Das Beschwerdegericht hat die Rechtsbeschwerde im Hinblick auf eine abweichende Entscheidung des Bundesdisziplinargerichts vom 29. Januar 1987 (IV VL 37/85, MDR 1987, 467) zur Frage der auf die Reisekosten des Rechtsanwalts zu erstattenden Umsatzsteuer zugelassen. Der Kläger verfolgt mit der Rechtsbeschwerde die Festsetzung der Umsatzsteuer auf die geltend gemachten Bruttobeträge der Reisekosten seiner damaligen Prozessbevollmächtigten weiter.


II.

Die Rechtsbeschwerde ist gemäß § 574 Abs. 1 Satz 1 Nr. 2 ZPO statthaft und auch im Übrigen zulässig (§ 575 ZPO). Sie ist aber nicht begründet. Mit Recht geht das Beschwerdegericht von den Nettobeträgen der Reisekosten der vorsteuerabzugsberechtigten Prozessbevollmächtigten des Klägers aus und setzt sodann die Umsatzsteuer auf den Endbetrag hinzu.

1. Bei der Beurteilung der Frage, in welchem Umfang der obsiegenden Partei vom Prozessgegner Kosten zu erstatten sind, ist zwischen dem Innenverhältnis des Auftraggebers zu dem für ihn tätigen Rechtsanwalt und dem Außenverhältnis zum Prozessgegner zu unterscheiden.

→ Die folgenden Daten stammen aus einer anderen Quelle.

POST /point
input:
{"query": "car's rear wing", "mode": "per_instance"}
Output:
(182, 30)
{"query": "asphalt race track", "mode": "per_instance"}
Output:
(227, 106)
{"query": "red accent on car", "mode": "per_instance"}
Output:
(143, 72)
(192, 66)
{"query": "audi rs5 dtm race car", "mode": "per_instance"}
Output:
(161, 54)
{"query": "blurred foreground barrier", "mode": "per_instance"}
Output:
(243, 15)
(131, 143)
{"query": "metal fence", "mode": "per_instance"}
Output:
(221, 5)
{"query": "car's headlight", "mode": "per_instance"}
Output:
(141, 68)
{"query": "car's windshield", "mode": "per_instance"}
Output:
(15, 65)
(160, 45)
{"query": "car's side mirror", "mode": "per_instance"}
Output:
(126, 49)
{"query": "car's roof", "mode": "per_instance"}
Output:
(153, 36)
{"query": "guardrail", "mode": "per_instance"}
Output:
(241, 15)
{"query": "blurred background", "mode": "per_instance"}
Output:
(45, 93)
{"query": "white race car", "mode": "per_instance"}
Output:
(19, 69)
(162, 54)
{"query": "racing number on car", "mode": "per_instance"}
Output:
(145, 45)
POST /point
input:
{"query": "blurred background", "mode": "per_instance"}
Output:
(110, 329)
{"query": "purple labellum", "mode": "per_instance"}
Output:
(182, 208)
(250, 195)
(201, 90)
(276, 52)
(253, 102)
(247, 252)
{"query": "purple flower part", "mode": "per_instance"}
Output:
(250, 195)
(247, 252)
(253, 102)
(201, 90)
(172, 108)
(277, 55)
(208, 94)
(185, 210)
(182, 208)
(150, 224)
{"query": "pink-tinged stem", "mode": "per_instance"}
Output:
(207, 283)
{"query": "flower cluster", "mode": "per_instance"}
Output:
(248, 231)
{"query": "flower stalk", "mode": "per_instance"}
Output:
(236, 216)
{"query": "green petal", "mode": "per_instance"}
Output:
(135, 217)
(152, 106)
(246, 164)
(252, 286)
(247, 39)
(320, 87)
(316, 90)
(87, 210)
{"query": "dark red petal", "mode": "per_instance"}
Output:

a) Voraussetzung für einen Erstattungsanspruch ist grundsätzlich, dass der Auftraggeber im Innenverhältnis zur Zahlung der in Rechnung gestellten Kosten verpflichtet ist. Zur Vergütung eines Rechtsanwalts zählen neben den Gebühren auch die Auslagen (§ 1 Abs. 1 Satz 1 RVG). Was zu den Auslagen zählt, ist in Teil 7 der Anlage 1 zu § 2 Abs. 2 RVG (VV RVG 7000 ff.) aufgelistet. Nach Vorbemerkung 7 Abs. 1 Satz 2 VV RVG kann der Rechtsanwalt von seinem Auftraggeber grundsätzlich Ersatz der entstandenen Aufwendungen verlangen (§ 675 i.V.m. § 670 BGB). Hierzu zählen die Kosten für Fahrten mit dem eigenen PKW, Fahrten mit öffentlichen Verkehrsmitteln, sonstige Auslagen (wie Übernachtungskosten) und Tage- und Abwesenheitsgelder (Nr. 7003 bis 7006 VV RVG). Nach VV RVG Nr. 7008 hat der Anwalt auch einen gesetzlichen Anspruch auf Ersatz der auf seine Vergütung nach dem Umsatzsteuergesetz entfallenden Umsatzsteuer in voller Höhe (vgl. BVerwG, Beschluss vom 9. April 2010 - 1 WDS - KSt 6/09, ZfS 2010, 467 Rn. 22; OLG Dresden, JurBüro 2008, 372; Müller-Rabe in Gerold/Schmidt, RVG, 19. Aufl., VV 7008 Rn. 12; Feller in Göttlich/Mümmler, RVG, 4. Aufl., Stichwort: "Reisekosten", Anm. 8.4 Umsatzsteuer; Anwaltkommentar/N. Schneider RVG, 6. Aufl., VV 7003-7006 Rn. 43 ff.; Sterzinger, NJW 2008, 1254, 1255). Ist ein Anwalt vorsteuerabzugsberechtigt, hat er gegenüber seinem Auftraggeber für Leistungen, die er erbringt, Umsatzsteuer zu verlangen und diese an das Finanzamt abzuführen (vgl. BFH, Beschluss vom 27. Juni 1996 - IV B 69/95, juris Rn. 2). Andererseits kann er Umsatzsteuer, die er selbst für die Inanspruchnahme von Leistungen zahlen muss, als Vorsteuer abziehen (§ 15 Abs. 1 Nr. 1 UStG).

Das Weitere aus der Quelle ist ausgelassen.